Laura Dockrill leads the new wave of British performance poets. An inspired blend of writer, coxcomb and confidant to Adele and Kate Nash, she is equally at home at Glastonbury and Woman’s Hour, dispenses fashion advice to the Guardian and the Times, and is tipped by the latter for literary stardom. “I have hallucinated a couple of times,” she tells David Whelan. “On the District line.”

Do you engage in any ritualistic behaviour?
I can’t live without tea. I get in a very bad mood if I don’t have it. Another ritual I share with my husband is that every night, before bed, he has to put on a Hawaiian shirt and we listen to David Bowie’s Young Americans.
Did your mother teach you anything particular, and did your father?
How to drink. How to talk to strangers. One thing that’s pretty sly and impressive of parents is how they basically turn us into friends of theirs, in a Frankenstein sort of way. They have babies and then spend the next twenty years customising their very own BFFs. BFFs that look like them. So they have somebody who understands them, with the same taste in music, film, food, culture. Someone to nod with in the pub. I’ve seen it happen. It’s very clever.
If you could design a flag for a nation, what color or colours would predominate?
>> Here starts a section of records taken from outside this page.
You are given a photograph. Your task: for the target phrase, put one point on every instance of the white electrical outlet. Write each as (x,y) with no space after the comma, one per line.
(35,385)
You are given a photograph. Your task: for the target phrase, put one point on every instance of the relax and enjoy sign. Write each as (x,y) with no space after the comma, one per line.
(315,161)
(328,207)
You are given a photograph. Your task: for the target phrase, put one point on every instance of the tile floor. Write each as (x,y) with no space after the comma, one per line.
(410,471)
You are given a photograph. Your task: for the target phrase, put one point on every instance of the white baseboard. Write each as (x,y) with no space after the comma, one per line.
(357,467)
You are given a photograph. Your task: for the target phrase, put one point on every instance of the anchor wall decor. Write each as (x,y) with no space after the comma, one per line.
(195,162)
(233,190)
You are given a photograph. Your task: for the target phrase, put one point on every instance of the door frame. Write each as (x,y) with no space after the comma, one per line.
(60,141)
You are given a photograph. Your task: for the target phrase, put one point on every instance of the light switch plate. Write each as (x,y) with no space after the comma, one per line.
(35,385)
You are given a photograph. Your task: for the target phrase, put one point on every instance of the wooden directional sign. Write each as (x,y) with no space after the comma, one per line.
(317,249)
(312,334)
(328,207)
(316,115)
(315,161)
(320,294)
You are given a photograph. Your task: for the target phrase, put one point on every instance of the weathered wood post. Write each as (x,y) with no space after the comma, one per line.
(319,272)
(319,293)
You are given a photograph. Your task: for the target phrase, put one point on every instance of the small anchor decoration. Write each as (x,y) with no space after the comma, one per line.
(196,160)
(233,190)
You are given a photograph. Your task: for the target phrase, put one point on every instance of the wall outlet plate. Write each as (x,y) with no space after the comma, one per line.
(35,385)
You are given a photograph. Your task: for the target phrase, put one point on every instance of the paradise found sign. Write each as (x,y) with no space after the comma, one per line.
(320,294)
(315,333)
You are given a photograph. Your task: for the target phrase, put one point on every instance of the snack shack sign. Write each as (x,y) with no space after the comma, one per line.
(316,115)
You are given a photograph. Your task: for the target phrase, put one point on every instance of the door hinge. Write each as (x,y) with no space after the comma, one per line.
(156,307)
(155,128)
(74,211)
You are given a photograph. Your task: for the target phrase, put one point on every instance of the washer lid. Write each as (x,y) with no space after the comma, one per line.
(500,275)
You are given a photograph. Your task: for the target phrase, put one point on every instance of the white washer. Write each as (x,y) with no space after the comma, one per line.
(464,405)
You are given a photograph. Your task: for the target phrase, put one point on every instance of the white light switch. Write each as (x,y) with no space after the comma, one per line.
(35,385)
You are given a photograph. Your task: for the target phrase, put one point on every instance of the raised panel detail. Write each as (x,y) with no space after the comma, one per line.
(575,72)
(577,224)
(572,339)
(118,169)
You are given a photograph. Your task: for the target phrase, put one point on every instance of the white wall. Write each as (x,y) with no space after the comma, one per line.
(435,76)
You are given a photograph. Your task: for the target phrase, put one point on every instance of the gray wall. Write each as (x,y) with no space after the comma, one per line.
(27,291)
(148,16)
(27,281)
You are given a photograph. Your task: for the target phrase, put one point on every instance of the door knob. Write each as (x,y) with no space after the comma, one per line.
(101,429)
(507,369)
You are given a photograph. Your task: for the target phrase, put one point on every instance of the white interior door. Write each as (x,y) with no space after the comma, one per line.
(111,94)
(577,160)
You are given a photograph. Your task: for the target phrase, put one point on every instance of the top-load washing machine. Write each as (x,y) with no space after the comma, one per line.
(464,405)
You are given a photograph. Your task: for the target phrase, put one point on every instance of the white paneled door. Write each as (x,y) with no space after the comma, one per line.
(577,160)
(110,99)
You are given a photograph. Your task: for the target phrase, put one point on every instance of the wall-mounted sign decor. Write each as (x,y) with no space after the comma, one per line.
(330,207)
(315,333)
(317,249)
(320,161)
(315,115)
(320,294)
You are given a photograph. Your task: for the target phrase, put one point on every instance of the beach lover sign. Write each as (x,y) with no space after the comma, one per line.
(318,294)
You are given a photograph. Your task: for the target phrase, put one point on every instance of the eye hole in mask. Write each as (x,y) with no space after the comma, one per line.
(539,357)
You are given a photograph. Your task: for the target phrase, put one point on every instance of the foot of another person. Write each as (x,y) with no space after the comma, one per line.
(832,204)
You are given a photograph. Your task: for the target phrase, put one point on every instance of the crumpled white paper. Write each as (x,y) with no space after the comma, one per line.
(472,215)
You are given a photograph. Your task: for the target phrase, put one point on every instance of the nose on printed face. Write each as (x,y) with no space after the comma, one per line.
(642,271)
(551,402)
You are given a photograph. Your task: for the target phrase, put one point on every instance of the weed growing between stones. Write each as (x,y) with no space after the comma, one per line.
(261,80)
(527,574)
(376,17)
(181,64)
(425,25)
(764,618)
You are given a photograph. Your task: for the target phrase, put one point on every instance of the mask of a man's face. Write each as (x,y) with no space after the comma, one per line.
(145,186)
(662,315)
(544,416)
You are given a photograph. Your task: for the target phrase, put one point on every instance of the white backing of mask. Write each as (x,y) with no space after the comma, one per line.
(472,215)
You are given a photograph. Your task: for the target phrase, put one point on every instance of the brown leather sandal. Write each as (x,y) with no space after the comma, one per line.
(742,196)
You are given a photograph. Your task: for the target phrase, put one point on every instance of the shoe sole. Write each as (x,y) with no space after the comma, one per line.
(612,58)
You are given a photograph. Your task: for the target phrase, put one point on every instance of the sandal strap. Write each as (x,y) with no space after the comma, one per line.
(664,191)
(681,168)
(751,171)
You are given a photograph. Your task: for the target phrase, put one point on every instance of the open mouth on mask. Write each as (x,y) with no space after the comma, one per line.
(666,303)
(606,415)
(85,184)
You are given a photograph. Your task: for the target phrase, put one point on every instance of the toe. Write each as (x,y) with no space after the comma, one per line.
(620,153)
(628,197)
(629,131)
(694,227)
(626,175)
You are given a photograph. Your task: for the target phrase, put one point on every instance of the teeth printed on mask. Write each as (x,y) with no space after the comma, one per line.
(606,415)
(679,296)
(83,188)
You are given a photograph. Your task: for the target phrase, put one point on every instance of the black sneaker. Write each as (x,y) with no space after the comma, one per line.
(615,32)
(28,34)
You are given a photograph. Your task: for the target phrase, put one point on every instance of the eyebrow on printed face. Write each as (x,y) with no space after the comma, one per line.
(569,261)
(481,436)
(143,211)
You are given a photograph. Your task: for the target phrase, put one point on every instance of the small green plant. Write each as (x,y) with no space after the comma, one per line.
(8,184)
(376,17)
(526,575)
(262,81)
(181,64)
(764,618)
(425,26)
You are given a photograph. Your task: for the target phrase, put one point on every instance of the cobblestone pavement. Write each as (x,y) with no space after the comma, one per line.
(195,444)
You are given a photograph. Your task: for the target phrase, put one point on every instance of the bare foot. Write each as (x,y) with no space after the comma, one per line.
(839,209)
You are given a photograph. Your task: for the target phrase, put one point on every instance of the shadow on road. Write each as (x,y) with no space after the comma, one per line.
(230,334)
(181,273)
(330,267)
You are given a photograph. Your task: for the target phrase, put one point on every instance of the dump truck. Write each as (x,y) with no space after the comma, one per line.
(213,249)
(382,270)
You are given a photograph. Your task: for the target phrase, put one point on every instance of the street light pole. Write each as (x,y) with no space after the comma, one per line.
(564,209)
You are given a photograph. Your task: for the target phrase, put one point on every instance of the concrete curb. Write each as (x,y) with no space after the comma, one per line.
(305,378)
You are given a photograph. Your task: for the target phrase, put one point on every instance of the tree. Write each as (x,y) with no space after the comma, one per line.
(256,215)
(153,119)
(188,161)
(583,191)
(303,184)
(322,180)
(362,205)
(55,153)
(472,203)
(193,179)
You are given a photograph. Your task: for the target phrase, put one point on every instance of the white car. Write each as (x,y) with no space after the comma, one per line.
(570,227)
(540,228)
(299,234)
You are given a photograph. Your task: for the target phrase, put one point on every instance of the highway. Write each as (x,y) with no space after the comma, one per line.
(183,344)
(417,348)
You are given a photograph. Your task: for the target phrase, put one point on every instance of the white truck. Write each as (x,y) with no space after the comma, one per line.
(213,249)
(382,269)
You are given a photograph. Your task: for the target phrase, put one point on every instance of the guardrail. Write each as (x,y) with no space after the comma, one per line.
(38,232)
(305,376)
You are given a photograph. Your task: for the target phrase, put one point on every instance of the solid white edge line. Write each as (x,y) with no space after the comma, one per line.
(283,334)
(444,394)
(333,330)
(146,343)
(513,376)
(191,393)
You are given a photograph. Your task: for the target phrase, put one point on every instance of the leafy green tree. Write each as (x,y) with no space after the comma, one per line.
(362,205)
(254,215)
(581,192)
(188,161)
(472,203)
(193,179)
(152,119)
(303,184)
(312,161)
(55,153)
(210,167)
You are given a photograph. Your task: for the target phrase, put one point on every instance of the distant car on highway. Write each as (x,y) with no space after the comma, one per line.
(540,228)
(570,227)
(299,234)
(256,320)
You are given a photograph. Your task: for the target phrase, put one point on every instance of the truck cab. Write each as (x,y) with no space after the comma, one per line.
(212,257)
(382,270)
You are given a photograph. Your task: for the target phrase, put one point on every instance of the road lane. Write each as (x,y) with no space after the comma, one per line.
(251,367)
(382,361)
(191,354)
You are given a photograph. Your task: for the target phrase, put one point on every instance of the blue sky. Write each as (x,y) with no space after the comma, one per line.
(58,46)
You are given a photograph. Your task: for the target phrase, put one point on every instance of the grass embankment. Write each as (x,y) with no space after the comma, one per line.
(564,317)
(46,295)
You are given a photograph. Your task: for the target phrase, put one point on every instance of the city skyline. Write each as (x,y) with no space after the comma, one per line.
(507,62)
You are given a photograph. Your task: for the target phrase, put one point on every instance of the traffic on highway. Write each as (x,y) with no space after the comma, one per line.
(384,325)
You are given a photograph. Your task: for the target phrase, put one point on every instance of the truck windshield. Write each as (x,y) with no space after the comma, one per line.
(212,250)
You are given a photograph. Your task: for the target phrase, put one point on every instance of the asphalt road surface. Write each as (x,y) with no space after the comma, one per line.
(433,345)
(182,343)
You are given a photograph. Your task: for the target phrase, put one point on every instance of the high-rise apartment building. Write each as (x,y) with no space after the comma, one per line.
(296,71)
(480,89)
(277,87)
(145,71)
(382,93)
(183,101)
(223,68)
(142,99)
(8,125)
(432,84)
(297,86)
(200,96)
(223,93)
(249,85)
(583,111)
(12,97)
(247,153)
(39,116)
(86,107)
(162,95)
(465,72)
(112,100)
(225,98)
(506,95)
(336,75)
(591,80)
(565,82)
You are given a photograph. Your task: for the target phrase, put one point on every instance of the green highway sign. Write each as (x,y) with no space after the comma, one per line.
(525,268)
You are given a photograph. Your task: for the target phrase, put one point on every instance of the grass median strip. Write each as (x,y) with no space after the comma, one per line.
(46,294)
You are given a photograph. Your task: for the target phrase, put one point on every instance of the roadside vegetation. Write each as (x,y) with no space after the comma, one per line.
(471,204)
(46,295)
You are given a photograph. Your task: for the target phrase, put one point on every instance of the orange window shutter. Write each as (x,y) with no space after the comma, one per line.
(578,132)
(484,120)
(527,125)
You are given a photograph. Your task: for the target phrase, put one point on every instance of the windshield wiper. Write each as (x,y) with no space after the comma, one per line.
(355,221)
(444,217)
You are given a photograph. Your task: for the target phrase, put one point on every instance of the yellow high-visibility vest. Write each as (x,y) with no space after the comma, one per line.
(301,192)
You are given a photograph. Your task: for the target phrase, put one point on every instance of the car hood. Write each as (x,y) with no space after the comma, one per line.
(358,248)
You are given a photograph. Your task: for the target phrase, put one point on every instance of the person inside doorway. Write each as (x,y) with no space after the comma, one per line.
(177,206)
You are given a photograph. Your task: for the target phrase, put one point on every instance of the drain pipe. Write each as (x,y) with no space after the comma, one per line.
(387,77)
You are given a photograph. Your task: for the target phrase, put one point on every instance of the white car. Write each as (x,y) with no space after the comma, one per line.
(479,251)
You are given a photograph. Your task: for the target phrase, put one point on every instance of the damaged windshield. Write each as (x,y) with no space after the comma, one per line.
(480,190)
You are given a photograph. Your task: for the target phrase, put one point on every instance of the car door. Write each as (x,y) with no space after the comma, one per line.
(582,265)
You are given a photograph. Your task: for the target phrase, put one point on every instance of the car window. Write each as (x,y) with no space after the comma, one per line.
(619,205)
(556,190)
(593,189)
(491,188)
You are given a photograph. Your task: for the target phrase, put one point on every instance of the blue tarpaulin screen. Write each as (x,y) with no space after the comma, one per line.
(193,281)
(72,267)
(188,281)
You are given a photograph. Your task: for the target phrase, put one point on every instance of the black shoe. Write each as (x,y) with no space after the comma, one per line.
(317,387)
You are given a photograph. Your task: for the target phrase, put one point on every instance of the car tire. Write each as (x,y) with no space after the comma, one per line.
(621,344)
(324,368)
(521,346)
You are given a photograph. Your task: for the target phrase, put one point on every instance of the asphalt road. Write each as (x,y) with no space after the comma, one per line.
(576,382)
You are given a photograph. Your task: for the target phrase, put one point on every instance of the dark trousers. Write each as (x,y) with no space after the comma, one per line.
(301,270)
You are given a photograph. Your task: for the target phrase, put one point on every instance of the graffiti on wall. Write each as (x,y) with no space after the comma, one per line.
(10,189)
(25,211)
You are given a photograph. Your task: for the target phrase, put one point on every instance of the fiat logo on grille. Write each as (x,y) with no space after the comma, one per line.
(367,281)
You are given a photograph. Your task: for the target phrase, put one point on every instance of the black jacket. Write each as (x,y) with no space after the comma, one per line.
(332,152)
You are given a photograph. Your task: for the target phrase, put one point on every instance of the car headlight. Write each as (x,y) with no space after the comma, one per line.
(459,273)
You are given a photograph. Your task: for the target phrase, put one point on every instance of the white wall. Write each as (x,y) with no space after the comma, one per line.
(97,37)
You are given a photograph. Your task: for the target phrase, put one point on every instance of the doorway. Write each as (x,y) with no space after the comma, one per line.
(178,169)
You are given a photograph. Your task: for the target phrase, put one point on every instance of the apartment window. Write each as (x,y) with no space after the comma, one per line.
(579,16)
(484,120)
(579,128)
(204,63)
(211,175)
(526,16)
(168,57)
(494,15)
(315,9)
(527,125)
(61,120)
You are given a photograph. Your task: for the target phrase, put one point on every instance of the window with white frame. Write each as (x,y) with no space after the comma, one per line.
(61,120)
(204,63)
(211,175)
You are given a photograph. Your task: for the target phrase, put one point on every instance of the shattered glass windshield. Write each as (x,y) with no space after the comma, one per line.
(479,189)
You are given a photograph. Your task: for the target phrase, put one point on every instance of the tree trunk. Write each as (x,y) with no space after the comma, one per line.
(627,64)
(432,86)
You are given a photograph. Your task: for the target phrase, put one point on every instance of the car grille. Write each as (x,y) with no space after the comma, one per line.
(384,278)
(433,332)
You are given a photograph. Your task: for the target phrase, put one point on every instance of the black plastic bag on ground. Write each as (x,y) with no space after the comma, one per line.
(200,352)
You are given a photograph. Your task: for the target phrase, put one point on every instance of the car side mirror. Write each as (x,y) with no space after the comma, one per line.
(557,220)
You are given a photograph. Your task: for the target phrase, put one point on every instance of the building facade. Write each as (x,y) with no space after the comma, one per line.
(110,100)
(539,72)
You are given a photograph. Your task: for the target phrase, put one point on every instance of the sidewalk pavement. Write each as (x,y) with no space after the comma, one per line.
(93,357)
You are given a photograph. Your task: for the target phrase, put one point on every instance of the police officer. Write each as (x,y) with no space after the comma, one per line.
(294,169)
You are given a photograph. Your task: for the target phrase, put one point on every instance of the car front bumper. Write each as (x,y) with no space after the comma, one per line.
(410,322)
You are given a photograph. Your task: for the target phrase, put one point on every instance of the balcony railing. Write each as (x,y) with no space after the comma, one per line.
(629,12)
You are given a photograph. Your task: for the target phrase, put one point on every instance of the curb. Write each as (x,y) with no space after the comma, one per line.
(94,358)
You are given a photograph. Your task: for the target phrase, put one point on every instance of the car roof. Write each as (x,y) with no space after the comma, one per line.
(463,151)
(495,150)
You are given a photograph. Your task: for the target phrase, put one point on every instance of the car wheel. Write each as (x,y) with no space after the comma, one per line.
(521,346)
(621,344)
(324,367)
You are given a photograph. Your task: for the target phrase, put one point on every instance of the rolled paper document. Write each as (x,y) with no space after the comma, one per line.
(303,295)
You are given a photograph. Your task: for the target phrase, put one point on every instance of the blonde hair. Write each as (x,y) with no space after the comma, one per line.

It would have to be horrifically sparkly and twinkly, made up of individual sparkles so that each circle of glitter was like its own mini rainbow. In answer to your question, the predominate colour would be sparkles.
Are you with me here?
Yes, I am having a really good time. I often wander off into a bubble of my own. Sometimes I get a nasty shock when I think I’m doing an excellent job of integrating myself into society and then realise I haven’t been there at all. It’s a horrible realisation. I have hallucinated a couple of times, both were the same vision. It was on the District line. I used to see a woman – Feist in an orange dress, to be blunt – on a white horse galloping fast after me on the tracks. I was happy to see her. It wasn’t a ghost.
Are you much of a cook?
I get by, but the man I live with is the real chef. If I cook, he hovers over me, telling me to slice things thicker or thinner and then I get fed up. Currently I have a big gash on my left hand from peeling a sneaky sweet potato, so I understand and respect food. I know it can backlash.
Isn’t it – and forgive me the pop locution – hard being you?
Oh, shut up. Of course it isn’t. Life is what you do with it and what it does with you.
Is the sky the limit?
Absolutely, thank you for asking. I think about the sky quite a lot. I once saw a TV program where a screw came loose on an aeroplane in the air, the window came off from the front, and the pilot got sucked out of the window from the pressure and the other pilot quickly put his arm out and managed to grasp him. He held him there the whole way down to earth. He saved his life. People are amazing. His arm got amputated I think, but it was worth it. What a story.
Are boys meaner than girls, or vice versa?
You can’t judge people on being boys or girls. We are rice and pasta, completely different, both need heat, swell in the belly and taste horrible raw.
Should I go away?
Please don’t. I’ve got a six-pack of mince pies and some episodes of Breaking Bad. We can sit on the sofa and tear them open. I’ll ask you things about your life and you can answer them. You can wear my slippers or my husbands, depending how big your feet are, or if you have really big feet we can put pillows underneath them and wrap belts around the top to invent you new house shoes. There’s always a way. No, nobody has to go anywhere.
Laura was talking to David Whelan, who asked questions from his copy of The Interrogative Mood: A Novel? by Padgett Powell.